Chennai-based The ePlane Company, founded in 2019 by Professor Satyanarayanan Chakravarthy of IIT Madras and Pranjal Mehta, is developing compact electric vertical take-off and landing (eVTOL) aircraft for urban mobility. Backed by $21.5 million from investors including Speciale Invest, Micelio and Antares Ventures, the startup aims to ease urban congestion with air taxi, air ambulance and air cargo services. It is the first private Indian firm to receive Design Organisation Approval from the Directorate General of Civil Aviation (DGCA) for its e200x air taxi, certifying safety and airworthiness standards. Multiple prototypes are under manufacturing, with flight trials expected through June 2026. The company aims to launch air ambulance services by early 2027. However, infrastructure gaps, including vertiports and charging stations, remain significant bottlenecks.

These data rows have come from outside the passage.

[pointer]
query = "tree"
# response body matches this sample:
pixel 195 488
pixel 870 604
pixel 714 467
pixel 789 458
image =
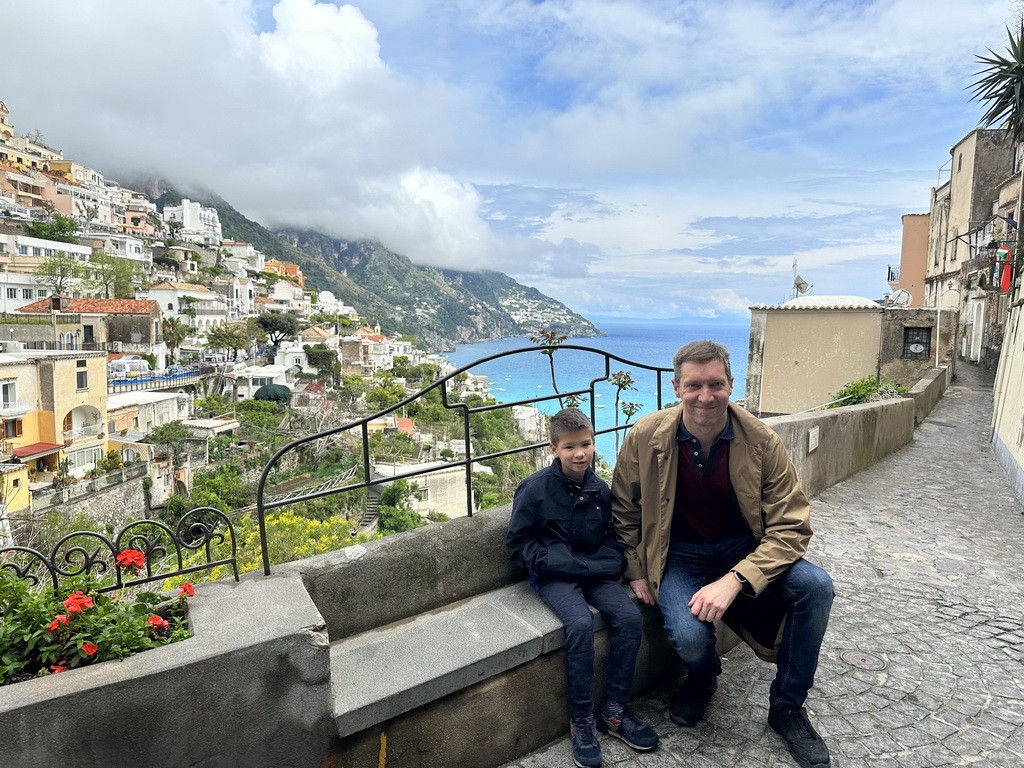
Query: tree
pixel 325 360
pixel 227 337
pixel 170 436
pixel 175 333
pixel 61 228
pixel 110 276
pixel 59 272
pixel 395 511
pixel 173 227
pixel 1000 86
pixel 278 327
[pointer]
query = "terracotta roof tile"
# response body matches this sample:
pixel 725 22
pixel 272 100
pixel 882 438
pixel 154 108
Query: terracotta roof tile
pixel 96 306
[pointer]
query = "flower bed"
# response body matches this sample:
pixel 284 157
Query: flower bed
pixel 44 632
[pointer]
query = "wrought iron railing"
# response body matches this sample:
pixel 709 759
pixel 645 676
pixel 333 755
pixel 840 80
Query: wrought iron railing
pixel 601 373
pixel 205 529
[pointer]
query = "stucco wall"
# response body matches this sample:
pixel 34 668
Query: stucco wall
pixel 1009 395
pixel 809 354
pixel 907 371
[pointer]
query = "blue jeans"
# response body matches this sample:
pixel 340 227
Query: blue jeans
pixel 569 601
pixel 804 592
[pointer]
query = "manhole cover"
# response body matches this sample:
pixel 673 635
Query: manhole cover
pixel 862 660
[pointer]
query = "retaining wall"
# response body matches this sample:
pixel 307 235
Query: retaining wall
pixel 416 613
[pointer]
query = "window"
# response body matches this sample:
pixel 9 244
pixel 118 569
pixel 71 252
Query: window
pixel 916 343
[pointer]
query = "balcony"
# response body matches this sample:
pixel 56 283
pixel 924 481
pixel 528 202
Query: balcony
pixel 89 432
pixel 13 409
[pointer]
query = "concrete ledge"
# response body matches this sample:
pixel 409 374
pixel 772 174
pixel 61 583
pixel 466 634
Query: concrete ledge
pixel 929 390
pixel 846 439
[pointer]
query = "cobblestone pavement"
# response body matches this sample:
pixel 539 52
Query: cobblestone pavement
pixel 925 550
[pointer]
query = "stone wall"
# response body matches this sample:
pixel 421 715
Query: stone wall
pixel 256 685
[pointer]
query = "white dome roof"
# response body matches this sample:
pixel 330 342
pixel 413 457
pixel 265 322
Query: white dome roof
pixel 832 301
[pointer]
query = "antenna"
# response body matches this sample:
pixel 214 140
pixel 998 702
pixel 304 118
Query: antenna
pixel 800 286
pixel 902 297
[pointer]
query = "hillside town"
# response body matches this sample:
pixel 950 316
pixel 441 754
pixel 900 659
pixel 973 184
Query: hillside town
pixel 120 317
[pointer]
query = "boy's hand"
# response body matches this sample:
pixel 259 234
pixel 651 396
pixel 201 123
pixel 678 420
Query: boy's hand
pixel 712 600
pixel 642 591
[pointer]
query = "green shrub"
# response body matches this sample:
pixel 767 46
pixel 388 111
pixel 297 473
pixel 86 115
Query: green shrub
pixel 867 389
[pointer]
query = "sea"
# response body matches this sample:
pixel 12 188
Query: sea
pixel 526 376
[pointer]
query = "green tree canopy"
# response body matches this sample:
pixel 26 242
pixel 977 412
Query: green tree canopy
pixel 227 337
pixel 278 327
pixel 108 276
pixel 175 333
pixel 999 86
pixel 325 360
pixel 59 273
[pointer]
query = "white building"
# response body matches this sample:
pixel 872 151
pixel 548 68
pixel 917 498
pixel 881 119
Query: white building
pixel 242 257
pixel 327 303
pixel 247 380
pixel 200 224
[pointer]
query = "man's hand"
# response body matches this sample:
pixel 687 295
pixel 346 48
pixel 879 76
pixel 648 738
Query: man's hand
pixel 642 591
pixel 711 601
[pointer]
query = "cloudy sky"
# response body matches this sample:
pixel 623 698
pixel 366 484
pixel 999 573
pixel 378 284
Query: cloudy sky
pixel 633 158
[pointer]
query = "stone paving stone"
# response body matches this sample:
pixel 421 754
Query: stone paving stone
pixel 922 547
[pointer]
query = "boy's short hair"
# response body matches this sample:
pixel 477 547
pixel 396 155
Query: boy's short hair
pixel 700 351
pixel 568 420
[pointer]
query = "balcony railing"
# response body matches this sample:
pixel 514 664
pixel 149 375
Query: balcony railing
pixel 13 409
pixel 88 432
pixel 601 373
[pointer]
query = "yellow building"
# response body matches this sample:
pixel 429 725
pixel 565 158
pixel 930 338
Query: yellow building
pixel 53 412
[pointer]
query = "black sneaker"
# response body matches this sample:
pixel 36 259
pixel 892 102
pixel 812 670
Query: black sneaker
pixel 688 704
pixel 807 748
pixel 586 748
pixel 631 729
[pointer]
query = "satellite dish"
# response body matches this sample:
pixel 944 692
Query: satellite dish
pixel 902 297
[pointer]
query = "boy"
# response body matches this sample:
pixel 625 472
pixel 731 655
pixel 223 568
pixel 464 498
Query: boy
pixel 561 532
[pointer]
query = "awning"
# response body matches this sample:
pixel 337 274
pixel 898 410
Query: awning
pixel 37 450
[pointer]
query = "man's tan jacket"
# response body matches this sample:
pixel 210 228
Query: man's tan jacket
pixel 643 494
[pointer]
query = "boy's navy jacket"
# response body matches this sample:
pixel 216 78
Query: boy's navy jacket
pixel 563 537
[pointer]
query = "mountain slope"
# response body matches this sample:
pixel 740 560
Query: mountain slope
pixel 439 307
pixel 443 303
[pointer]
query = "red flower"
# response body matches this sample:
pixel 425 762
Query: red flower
pixel 131 559
pixel 77 602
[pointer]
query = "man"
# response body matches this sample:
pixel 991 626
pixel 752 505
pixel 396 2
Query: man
pixel 709 509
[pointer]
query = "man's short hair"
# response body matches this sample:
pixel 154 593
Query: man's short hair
pixel 568 420
pixel 700 351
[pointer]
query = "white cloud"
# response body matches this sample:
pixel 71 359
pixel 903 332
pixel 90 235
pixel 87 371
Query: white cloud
pixel 625 157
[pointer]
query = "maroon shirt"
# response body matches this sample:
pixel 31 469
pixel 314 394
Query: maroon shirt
pixel 706 506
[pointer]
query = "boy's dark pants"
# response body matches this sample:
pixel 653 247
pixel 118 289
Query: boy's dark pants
pixel 569 601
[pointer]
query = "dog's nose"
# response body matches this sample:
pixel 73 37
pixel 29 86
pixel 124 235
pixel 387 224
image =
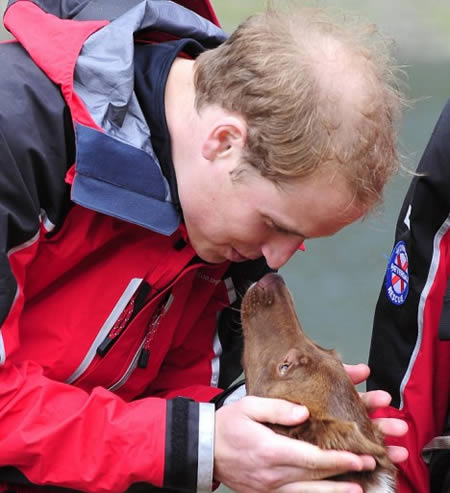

Delhi-based Chariot, founded in 2025 by Parth Sarthi and Suvrat Bhooshan — alumni of Stanford and former researchers at Google DeepMind and Facebook AI Research — is building multimodal AI systems capable of reasoning across vision, text and audio. Its flagship product, Chariot-1, is a Reasoning Speech Model currently in early access. The startup is targeting use cases including voice assistants, dubbing and localisation, audiobooks, call centres, accessibility tools and gaming, with multilingual capability at its core. However, access to large-scale compute remains a key constraint for Chariot and India’s broader ambitions in foundational AI models, particularly when competing with global labs such as OpenAI and Anthropic.

Together, these ventures underscore a broader shift underway in India’s technology landscape — from back-office services to capital-intensive, research-driven innovation. While challenges around infrastructure and compute persist, the momentum at the India AI Impact Summit suggests that India is determined to stake a claim in the next phase of the global AI race.